INDIANAPOLIS -- Convicted torture-slayer Gertrude Baniszewski, who said she regrets the murder that sent her to prison 20 years ago, was granted parole Tuesday for the second time by the Indiana Parole Board.
The Indianapolis woman was portrayed during the court-ordered hearing as both a sadistic murderer who had not been punished enough and a woman who would be no danger to society.
Baniszewski, convicted for the 1965 torture-slaying of Sylvia Likens, 16, was granted parole in September after a closed-door session. But a judge ruled the Parole Board did not follow Indiana's Open Door Law and ordered a new hearing.
Baniszewski, who sat slouched in a chair in front of the Parole Board Tuesday at the Indiana Women's Prison, said she was sorry for what had happened.
'I ask their (Likens' family members) forgiveness,' she said. 'I just wish it could be undone, but it can't be undone.'
Crying throughout questioning by board Chairman Lewis Gregory, Baniszewski claimed to be a changed person who is now involved in church, Bible studies and sewing. She said she was in charge of the prison agency that sews and alters correction officers' clothing.
'I'm not sure what role I had in it (the slaying) because I was on drugs at the time,' she said.
The board's 3-2 vote to parole Baniszewski was the same as in September.
Baniszewski, whose parole program was approved after the Sept. 10 vote, was expected to be released 'sometime' after 8 a.m. Wednesday, C.E. Trigg, the superintendent of the Indiana Women's Prison, said.
Under conditions of the parole, she has a job waiting for her and a place to stay when she is released, parole board members said. They also said people sentenced to life in prison who eventually are released usually are on parole for five years.

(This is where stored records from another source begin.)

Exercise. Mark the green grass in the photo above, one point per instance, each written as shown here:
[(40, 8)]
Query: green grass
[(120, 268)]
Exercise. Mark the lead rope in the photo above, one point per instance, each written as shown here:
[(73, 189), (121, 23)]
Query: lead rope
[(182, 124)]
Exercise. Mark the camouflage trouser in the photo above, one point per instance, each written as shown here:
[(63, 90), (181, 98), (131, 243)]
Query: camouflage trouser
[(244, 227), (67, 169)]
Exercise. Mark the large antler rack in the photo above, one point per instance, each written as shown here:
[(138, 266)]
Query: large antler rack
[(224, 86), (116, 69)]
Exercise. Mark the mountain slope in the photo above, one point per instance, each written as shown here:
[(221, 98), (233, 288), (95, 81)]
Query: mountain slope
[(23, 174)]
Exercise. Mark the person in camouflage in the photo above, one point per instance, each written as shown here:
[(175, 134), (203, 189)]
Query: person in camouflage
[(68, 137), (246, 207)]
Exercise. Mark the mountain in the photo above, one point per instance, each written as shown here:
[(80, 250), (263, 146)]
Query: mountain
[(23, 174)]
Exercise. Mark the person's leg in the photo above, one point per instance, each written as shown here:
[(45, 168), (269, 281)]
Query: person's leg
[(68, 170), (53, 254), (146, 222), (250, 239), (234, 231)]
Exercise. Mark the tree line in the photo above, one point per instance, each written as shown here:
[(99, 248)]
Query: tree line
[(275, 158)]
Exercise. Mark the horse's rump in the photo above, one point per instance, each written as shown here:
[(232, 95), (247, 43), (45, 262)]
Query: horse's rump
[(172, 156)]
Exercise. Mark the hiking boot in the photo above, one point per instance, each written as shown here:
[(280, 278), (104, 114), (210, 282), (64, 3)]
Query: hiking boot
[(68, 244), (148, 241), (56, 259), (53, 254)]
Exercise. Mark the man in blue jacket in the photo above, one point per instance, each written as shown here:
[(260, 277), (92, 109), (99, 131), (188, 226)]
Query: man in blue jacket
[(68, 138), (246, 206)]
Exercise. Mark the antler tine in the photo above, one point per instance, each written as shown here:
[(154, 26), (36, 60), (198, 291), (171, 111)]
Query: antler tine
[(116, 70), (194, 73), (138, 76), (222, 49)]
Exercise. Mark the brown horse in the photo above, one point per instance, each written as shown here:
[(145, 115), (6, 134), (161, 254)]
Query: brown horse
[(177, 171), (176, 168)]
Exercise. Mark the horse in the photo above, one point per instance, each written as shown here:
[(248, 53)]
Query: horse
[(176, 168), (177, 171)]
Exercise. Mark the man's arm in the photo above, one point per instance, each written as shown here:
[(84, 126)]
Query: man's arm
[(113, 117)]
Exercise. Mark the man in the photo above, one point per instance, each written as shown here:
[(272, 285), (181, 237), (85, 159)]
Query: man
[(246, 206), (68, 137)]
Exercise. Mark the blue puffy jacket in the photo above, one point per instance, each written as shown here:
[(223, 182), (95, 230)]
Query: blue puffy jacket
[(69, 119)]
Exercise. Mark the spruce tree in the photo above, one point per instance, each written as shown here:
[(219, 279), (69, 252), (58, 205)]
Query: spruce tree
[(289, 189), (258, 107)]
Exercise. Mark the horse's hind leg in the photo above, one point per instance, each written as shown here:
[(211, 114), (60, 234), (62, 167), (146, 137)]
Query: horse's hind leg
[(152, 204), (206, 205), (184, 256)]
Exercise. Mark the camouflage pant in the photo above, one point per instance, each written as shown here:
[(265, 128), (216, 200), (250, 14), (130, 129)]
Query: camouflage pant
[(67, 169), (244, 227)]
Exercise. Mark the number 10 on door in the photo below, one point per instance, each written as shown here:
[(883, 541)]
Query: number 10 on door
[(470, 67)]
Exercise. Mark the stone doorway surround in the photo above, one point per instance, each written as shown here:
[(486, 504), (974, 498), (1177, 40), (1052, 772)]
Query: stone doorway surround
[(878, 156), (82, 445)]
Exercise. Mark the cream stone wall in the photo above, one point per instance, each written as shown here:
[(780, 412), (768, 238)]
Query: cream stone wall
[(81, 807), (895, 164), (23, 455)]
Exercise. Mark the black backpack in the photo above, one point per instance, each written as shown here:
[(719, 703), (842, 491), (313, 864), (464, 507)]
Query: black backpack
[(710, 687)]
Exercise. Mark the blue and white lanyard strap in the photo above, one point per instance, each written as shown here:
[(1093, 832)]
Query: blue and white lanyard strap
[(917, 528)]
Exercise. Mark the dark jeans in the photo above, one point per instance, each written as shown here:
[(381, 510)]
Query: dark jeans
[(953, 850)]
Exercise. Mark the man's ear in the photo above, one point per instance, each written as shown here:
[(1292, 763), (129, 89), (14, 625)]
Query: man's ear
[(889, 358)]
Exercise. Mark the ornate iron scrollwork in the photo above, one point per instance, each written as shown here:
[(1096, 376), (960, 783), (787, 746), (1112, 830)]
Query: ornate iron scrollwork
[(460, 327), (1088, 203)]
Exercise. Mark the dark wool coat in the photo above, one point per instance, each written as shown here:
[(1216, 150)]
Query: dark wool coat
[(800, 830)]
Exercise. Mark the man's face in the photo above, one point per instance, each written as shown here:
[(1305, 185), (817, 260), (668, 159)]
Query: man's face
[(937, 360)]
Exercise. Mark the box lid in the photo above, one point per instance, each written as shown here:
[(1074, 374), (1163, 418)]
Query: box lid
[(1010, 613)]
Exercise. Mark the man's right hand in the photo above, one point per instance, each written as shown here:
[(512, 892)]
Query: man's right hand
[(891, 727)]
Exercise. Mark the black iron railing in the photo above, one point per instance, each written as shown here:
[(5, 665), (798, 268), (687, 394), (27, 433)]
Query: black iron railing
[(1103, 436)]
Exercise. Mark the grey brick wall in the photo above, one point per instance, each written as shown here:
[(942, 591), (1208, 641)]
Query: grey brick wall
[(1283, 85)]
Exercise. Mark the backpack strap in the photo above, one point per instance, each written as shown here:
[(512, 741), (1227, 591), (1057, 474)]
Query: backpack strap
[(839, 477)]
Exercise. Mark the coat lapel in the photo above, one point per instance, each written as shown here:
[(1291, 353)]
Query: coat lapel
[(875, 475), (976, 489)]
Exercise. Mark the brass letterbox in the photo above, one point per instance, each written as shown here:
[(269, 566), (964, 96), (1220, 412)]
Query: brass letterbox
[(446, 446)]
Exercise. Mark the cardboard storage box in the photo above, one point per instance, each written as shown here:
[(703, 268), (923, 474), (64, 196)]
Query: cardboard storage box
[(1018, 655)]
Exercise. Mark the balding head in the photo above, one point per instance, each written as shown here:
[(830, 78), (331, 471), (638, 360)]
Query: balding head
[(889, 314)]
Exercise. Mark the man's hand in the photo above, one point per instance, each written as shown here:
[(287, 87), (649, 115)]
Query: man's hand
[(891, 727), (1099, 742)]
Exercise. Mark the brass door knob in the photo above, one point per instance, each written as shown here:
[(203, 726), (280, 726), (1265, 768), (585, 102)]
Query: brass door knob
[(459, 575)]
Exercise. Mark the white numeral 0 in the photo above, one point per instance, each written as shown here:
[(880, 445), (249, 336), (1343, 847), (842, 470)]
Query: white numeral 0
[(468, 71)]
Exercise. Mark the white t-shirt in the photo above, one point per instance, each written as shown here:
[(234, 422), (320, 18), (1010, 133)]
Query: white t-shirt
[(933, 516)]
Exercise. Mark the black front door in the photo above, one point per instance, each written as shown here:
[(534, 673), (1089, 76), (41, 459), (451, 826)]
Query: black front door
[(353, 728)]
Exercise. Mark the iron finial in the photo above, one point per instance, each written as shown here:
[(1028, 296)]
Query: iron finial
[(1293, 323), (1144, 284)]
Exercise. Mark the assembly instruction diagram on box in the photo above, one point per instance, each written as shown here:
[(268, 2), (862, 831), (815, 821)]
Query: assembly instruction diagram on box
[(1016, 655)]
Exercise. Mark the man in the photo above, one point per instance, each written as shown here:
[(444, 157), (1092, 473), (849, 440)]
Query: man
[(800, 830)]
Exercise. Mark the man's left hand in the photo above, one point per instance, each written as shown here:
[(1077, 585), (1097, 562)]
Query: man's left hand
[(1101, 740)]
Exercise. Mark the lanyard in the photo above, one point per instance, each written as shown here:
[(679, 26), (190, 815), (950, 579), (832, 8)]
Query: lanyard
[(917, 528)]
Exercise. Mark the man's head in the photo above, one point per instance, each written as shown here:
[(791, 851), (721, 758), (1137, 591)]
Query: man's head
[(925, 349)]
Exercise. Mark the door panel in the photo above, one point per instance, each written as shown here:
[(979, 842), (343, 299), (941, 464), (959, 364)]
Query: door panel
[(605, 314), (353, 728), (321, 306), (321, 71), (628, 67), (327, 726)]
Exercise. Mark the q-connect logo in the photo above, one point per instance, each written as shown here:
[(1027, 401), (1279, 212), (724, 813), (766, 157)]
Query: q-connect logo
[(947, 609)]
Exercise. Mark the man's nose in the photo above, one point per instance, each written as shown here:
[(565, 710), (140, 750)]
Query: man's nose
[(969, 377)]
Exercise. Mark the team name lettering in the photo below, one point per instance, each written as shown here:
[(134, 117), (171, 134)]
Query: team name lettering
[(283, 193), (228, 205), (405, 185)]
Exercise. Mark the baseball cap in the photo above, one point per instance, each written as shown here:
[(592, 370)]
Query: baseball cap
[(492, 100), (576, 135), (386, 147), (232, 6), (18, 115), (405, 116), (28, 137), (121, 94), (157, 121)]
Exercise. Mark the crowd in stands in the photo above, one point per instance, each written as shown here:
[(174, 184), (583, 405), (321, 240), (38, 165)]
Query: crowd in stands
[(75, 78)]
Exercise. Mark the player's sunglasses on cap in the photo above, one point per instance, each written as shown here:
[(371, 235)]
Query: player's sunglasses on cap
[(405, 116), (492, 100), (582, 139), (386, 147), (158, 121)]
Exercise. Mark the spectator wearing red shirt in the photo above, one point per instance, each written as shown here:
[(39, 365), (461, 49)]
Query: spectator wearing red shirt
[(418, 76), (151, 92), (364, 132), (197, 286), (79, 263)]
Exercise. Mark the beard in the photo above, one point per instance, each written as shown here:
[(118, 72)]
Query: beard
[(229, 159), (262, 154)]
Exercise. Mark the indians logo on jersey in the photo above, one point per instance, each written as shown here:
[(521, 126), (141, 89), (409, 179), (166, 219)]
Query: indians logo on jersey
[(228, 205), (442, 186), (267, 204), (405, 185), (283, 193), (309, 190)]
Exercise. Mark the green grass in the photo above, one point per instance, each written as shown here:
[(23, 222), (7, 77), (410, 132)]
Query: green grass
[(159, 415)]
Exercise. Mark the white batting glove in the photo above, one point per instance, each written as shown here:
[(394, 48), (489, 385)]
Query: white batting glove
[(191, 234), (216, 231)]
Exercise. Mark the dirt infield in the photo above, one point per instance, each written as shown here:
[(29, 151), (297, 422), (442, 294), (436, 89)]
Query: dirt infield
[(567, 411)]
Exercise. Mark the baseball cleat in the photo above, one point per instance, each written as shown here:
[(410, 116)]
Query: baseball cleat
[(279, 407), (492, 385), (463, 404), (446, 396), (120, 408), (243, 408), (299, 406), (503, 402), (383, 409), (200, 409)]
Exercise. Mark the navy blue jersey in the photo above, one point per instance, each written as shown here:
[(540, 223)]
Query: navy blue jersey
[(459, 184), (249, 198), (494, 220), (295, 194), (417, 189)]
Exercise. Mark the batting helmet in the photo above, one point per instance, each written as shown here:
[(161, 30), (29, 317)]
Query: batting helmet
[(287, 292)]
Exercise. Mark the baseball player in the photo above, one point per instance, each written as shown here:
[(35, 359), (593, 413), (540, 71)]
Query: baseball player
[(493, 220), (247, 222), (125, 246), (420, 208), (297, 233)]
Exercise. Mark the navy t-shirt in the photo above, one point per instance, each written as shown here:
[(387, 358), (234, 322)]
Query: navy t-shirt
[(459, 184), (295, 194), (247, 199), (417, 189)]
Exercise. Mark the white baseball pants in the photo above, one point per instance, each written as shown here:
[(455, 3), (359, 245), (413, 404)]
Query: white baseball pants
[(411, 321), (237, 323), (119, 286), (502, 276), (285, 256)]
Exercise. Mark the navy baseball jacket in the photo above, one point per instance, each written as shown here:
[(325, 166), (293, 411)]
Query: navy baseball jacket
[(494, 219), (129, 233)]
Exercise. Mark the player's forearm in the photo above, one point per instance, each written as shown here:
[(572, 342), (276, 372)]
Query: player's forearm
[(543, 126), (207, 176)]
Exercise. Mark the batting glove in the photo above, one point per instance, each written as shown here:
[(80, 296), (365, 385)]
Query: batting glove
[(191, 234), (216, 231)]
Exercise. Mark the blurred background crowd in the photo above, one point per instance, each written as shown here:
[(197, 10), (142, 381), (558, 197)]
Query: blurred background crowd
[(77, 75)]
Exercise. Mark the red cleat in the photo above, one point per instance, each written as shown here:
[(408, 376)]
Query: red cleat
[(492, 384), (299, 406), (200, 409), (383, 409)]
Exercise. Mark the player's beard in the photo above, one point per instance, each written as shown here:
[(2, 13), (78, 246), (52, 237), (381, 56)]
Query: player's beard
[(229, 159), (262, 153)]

Likens, who lived in Baniszewski's rundown house, often was given scalding baths to cleanse 'her sins,' burned with cigarettes and eventually locked in a basement. At one point some of Baniszewski's children used needles to etch the phrase 'I am a prostitute and proud of it' on Likens' abdomen.
After continual beatings, Likens died. The county coroner later counted 150 sores and marks on the teenager's body.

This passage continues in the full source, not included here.